Plaintiff cites as authority for reversal a number of cases which have held waivers to be contrary to public policy. Unico v. Owen, 50 N. J. 101, 232 A. 2d 405 (1967); Dean v. Universal G. I. T. Credit Corp. 114 N. J. Super. 132, 275 A. 2d 154 (1971); Fairfield Credit Corp. v. Donnelly, 158 Conn. 543, 264 A. 2d 547, 39 A. L. R. 3d 509 (1969); Quality Finance Co. v. Hurley, 337 Mass. 150, 148 N. E. 2d 385 (1958).2
Although plaintiff sought relief against all of the parties to whom we have alluded, the issue has been narrowed to her right to deduct from the installment contract held by Drovers the sum of $1,345.15 included in that contract to satisfy her mortgage with the credit union.
Plaintiff seeks in these proceedings to invalidate application of Minn. St. 336.9 — 206 to consumer goods transactions as con*461trary td public policy. As we have indicated, the legislature has now made that portion of the Uniform Commercial Code inapplicable, in certain instances, in the following language (§ 325.941, subd. 2 [a] ) :
“No contract or obligation relating to a consumer credit sale shall contain any provision by which:
“(a) The consumer agrees not to assert against an assignee any claim or defense arising out of the transaction.”

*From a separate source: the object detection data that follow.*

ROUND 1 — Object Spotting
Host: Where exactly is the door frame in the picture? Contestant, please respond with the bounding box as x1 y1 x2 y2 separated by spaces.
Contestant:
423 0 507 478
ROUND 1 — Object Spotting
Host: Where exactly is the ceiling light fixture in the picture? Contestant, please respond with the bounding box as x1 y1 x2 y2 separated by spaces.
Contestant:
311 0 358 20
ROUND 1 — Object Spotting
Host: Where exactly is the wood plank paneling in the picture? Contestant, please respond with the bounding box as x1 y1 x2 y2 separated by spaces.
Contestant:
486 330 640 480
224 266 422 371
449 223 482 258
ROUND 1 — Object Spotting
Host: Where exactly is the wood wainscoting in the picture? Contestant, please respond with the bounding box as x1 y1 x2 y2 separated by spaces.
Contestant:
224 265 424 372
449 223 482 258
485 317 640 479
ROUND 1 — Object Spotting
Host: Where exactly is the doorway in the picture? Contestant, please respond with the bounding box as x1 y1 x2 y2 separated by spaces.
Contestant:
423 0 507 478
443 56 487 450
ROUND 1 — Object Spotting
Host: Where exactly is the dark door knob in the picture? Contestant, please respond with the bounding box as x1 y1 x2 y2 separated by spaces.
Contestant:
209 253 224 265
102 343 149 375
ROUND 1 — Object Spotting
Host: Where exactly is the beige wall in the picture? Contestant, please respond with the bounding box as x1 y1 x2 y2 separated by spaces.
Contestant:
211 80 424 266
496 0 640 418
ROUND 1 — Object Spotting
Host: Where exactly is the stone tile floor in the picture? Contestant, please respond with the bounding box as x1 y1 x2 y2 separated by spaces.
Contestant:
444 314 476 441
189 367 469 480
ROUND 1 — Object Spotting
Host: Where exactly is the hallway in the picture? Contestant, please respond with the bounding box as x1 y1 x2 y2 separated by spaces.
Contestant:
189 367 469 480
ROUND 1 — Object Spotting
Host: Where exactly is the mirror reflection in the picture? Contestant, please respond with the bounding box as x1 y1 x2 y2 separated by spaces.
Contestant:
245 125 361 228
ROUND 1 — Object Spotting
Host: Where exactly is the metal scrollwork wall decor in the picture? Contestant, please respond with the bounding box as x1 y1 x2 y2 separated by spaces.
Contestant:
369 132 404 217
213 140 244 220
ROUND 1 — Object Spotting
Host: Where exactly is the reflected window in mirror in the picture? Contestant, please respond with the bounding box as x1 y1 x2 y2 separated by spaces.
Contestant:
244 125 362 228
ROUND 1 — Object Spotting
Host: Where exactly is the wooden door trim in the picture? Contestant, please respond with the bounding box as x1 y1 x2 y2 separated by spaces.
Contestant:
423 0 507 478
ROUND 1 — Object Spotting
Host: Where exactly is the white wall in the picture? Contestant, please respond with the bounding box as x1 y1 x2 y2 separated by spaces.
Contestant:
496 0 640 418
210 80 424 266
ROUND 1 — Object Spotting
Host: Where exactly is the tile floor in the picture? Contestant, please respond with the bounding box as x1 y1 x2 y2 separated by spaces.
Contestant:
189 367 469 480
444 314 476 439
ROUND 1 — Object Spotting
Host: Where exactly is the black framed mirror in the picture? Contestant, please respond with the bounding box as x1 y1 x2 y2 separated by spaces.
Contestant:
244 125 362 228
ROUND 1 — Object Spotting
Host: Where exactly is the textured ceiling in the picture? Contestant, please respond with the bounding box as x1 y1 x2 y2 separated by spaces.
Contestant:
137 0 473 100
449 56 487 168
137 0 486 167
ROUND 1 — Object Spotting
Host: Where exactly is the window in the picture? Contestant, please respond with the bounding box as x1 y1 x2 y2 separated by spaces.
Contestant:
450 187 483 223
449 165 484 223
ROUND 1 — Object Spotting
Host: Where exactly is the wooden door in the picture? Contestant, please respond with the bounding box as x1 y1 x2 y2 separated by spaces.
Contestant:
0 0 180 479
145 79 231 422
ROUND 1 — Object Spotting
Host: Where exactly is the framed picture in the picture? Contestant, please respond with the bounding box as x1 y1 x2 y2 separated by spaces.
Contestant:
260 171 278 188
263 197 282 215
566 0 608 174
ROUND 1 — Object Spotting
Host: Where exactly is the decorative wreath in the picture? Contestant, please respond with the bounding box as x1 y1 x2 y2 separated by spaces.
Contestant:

Since July 1, 1971, the effective date of § 325.941, subd. 2(a), lending agencies have been on notice of their obligation to scrutinize assignments in consumer transactions with the same degree of caution they would exercise in dealing directly with consumers were such agencies vendors. Drovers bank, in the instant case, had no such duty. Nor is there any evidence that Drovers and Herzog entertained the kind of relationship we held in International Finance Corp. v. Kieger, 272 Minn. 192, 137 N. W. 2d 172 (1965), deprived the lending agency of the protections accorded a holder in due course. We are not disposed to hold the statute contrary to public policy for all purposes. There may be fact situations which will justify that conclusion in particular cases. This is not one of them. Indeed, the claims of plaintiff are not directly related to a “consumer credit sale” on which the statutes focus. j
The cases which are cited by plaintiff deal with a variety of contract breaches pertaining to goods sold. The conduct of the seller in each instance was manifestly “unconscionable.” The waiver provisions which were set aside in those cases would have protected the assignees from defenses based on conduct which approached fraud. That is not the situation before us in this case. There is no suggestion that either Herzog or Drovers bank did not act in good faith. The bank had no information which should have put it on notice that plaintiff had delegated to Herzog the responsibility for satisfying her mortgage to the credit union out of the proceeds of the loan. While, of course, we recognize *462the hardship which has resulted to plaintiff, it was brought about by a collateral arrangement which she herself made with Herzog in which the bank took no part and for which it had no responsibility. In effect, she designated Herzog her agent to satisfy an outstanding mortgage. Herzog became as to her simply a creditor in a fiduciary capacity. The situation is no different from what it would have been had the bank paid plaintiff the $1,345.15 and she had turned that sum over to Herzog with directions to satisfy the mortgage out of it. Where one of two innocent persons must assume the loss, it is not unconscionable to permit the person to suffer the loss who had knowledge of all the facts and was in a position to protect against the loss.
For the reasons indicated, we have concluded that the waiver-of-defenses clause in the case at hand is not unconscionable, and it was proper for the trial court to give it effect.
Affirmed.
That statute has been made inapplicable to consumer credit transactions by Li. 1971, c. 275, § 2.
The. cases dealing with the validity of waivers are exhaustively annotated at 39 A. L. R. 3d 518, 526.